2.4 Rolling origin

\( \newcommand{\mathbbm}[1]{\boldsymbol{\mathbf{#1}}} \)

Remark. The text in this section is based on the vignette for the greybox package, written by the author of this monograph.

When there is a need to select the most appropriate forecasting model or method for the data, the forecaster usually splits the sample into two parts: in-sample (aka “training set”) and holdout sample (aka out-sample or “test set”). The model is estimated on the in-sample, and its forecasting performance is evaluated using some error measure on the holdout sample.

Using this procedure only once is known as “fixed origin” evaluation. However, this might give a misleading impression of the accuracy of forecasting methods. If, for example, the time series contains outliers or level shifts, a poor model might perform better in fixed origin evaluation than a more appropriate one just by chance. So it makes sense to have a more robust evaluation technique, where the model’s performance is evaluated several times, not just once.
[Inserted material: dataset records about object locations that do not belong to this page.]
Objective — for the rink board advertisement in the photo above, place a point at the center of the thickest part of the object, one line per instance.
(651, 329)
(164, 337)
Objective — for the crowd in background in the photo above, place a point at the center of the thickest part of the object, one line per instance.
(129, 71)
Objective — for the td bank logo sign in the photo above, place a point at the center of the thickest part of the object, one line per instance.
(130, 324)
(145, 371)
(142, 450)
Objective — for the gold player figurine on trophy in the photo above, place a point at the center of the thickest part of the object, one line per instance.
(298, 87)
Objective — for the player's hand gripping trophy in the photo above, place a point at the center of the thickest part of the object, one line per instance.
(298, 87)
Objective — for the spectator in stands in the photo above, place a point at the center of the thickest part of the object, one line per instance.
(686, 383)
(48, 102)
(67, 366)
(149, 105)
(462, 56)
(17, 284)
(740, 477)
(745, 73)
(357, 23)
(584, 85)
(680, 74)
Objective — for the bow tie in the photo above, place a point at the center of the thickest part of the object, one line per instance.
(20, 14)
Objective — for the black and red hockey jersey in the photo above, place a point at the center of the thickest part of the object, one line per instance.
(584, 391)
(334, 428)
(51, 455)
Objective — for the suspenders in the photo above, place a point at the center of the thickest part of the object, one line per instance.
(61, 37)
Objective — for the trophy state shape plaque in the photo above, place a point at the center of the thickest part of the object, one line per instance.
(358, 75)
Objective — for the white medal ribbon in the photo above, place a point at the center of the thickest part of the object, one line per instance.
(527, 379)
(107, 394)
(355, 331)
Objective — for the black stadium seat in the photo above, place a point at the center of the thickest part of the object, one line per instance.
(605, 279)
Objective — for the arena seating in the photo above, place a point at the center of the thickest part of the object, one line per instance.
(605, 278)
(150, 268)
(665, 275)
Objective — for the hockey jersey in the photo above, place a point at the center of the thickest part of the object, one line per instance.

An alternative procedure known as “rolling origin” evaluation is one such technique.

In rolling origin evaluation, the forecasting origin is repeatedly moved forward by a fixed number of observations, and forecasts are produced from each origin (Tashman, 2000). This technique allows obtaining several forecast errors for time series, which gives a better understanding of how the models perform. This can be considered a time series analogue to cross-validation techniques (see Chapter 5 of James et al., 2017). Here is a simple graphical representation, courtesy of Nikos Kourentzes.

Figure 2.4: Visualisation of rolling origin by Nikos Kourentzes

The plot in Figure 2.4 shows how the origin moves forward and the point and interval forecasts of the model change. As a result, this procedure gives information about the performance of the model over a set of observations, not on a random one. There are different options of how this can be done, and here we discuss the main principles behind it.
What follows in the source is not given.